Naphtha, the feedstock for all petrochemicals, closed at $896.50-898.50/tonne (€627.55-628.95/tonne) CFR (cost & freight) Japan on Wednesday, the lowest since 28 June when prices were at $877.50-879.50/tonne CFR Japan, ICIS data showed.
Prices were hit amid a global oil slump over the past few days, but crude oil futures bounced higher on Wednesday and dropped again in Asian trading on Thursday, beset by woes of the European debt crisis.
By 03:43 GMT on Thursday, September NYMEX light sweet crude futures dropped by 58 cents/bbl to $82.31/bbl. Naphtha prices stood at $900-903/tonne CFR Japan on Thursday, supported by overnight crude gains.
“The naphtha market seems balanced in Asia. There will be some arbitrage supply from the Mediterranean and spot demand is quite stable,” said a trader.
The West-East spread is not workable at a narrow $10/tonne at this point, taking into account freight costs of around $30/tonne, traders said.
However, a booking was made last week for 75,000 tonnes of naphtha to move from the Mediterranean to Asia in the second half of September, they added.
It remains to be seen whether prices will trend lower in the coming weeks, although there are some signs that a bearish market could result, traders said.
“The backwardation has definitely got narrower. It’s very volatile,” said one trader,
The spread between contracts for the second half of September and the second half of October narrowed to $1/tonne in backwardation from just over $1/tonne earlier in the week, while the naphtha crack spread versus Brent crude futures weakened by $1.02/tonne to $106.88/tonne in the same period. Still, the crack spread was higher than $81.60/tonne seen on 4 August, ICIS data showed.
Prices may draw support from news that Taiwan’s Formosa Petrochemical Corp (FPCC), which may restart its 540,000 bbl/day refinery in Mailiao in the latter part of August and may resume production at its 700,000 tonne/year No 1 cracker before November.
FPCC is Asia’s top spot naphtha buyer.
The cracker has been shut since 12 May.
A spate of plant outages over the past year, including a fire in late July, led to the full shutdown of FPCC’s 540,000 bbl/day refinery since early August.
For now, FPCC is not out to secure any spot barrels as naphtha inventories are very high, traders said.

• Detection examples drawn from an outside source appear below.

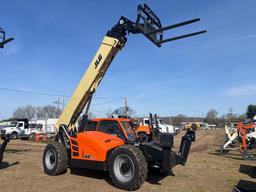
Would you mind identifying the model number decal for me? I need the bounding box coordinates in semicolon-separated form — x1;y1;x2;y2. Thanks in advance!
94;54;102;69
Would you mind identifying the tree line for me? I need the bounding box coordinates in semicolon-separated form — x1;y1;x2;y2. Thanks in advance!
8;105;256;126
12;105;62;120
171;105;256;127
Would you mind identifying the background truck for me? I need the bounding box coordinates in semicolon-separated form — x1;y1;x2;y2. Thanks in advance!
1;119;29;139
36;118;58;138
141;117;179;133
19;123;42;140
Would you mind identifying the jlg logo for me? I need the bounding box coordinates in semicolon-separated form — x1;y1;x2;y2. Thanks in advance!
94;54;102;69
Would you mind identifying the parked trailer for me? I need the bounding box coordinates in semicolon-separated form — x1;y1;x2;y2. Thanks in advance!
36;118;58;138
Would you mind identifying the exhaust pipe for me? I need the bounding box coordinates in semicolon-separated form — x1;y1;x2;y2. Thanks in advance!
178;131;196;165
0;134;10;168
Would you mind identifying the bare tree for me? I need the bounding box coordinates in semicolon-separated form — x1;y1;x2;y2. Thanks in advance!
172;114;186;126
12;105;36;120
205;109;218;124
112;107;136;117
41;105;61;118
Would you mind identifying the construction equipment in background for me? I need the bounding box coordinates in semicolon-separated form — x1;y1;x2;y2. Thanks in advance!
0;134;10;166
0;27;14;48
43;4;206;190
134;113;180;141
237;122;256;160
1;118;29;139
216;122;256;160
185;122;200;131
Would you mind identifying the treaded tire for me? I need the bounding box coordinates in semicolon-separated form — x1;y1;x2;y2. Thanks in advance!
10;132;18;140
139;132;150;142
43;142;68;175
108;145;148;191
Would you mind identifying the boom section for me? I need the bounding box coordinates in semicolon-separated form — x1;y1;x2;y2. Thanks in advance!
55;36;125;129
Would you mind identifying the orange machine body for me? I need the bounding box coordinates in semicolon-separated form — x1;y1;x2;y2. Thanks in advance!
135;125;151;136
237;122;255;151
70;118;135;162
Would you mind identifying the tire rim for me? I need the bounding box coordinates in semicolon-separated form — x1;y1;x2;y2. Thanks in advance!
139;133;148;142
114;154;135;183
12;133;17;139
45;149;57;170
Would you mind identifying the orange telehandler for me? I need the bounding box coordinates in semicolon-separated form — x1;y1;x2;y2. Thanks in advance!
0;27;14;168
43;4;206;190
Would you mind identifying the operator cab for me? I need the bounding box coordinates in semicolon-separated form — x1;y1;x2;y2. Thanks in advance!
84;118;136;142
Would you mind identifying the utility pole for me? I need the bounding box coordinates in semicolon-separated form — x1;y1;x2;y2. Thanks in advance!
53;97;61;111
124;97;128;117
62;97;64;111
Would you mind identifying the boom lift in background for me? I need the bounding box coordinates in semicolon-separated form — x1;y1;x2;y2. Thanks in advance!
216;122;256;160
0;27;14;168
43;4;206;190
0;27;14;48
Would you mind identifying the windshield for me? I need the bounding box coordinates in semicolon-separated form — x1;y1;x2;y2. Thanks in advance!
159;119;165;124
28;123;37;128
121;121;136;141
9;122;17;127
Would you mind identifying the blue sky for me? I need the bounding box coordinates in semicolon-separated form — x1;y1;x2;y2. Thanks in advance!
0;0;256;119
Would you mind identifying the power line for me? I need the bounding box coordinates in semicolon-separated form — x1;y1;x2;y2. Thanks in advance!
0;87;123;102
0;87;70;97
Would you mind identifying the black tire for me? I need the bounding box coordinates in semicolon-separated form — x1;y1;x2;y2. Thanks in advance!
43;142;68;175
108;145;148;191
138;133;149;142
10;132;18;139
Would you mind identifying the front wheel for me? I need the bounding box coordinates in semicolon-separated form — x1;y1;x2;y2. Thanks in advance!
109;145;148;190
11;132;18;139
43;142;68;175
28;133;36;141
138;133;149;142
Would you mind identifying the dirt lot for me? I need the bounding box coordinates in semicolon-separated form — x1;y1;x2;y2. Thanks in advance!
0;130;256;192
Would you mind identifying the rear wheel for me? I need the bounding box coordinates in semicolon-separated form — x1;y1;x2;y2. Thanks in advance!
109;145;148;190
28;133;36;140
11;132;18;139
138;133;149;142
43;142;68;175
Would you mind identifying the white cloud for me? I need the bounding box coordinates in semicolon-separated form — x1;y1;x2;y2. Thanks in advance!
227;33;256;42
224;85;256;96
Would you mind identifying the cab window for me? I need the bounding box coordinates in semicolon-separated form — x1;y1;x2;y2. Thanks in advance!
98;120;125;139
85;121;98;131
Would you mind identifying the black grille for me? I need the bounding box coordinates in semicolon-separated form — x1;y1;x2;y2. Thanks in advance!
1;130;6;136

The stockpiles were heard to be around 500,000 tonnes, they added. With the refinery off line, domestic naphtha loss is equivalent to 150,000-200,000 tonnes/month, traders said.
“Formosa may not need to buy spot cargoes at this point because they are getting term barrels,” one trader said.
The world economy remains fragile amid a deepening Europe debt crisis. Another severe downturn in the US economy and in Europe is likely to take a heavy toll on Asian exports, the region’s main engine of growth.
The Chinese economy may slow further as the government is likely to continue tightening its monetary policy as inflation continues on an uptrend.
“The [naphtha] market is confusing right now. We need to wait and see what’s next,” a trader said.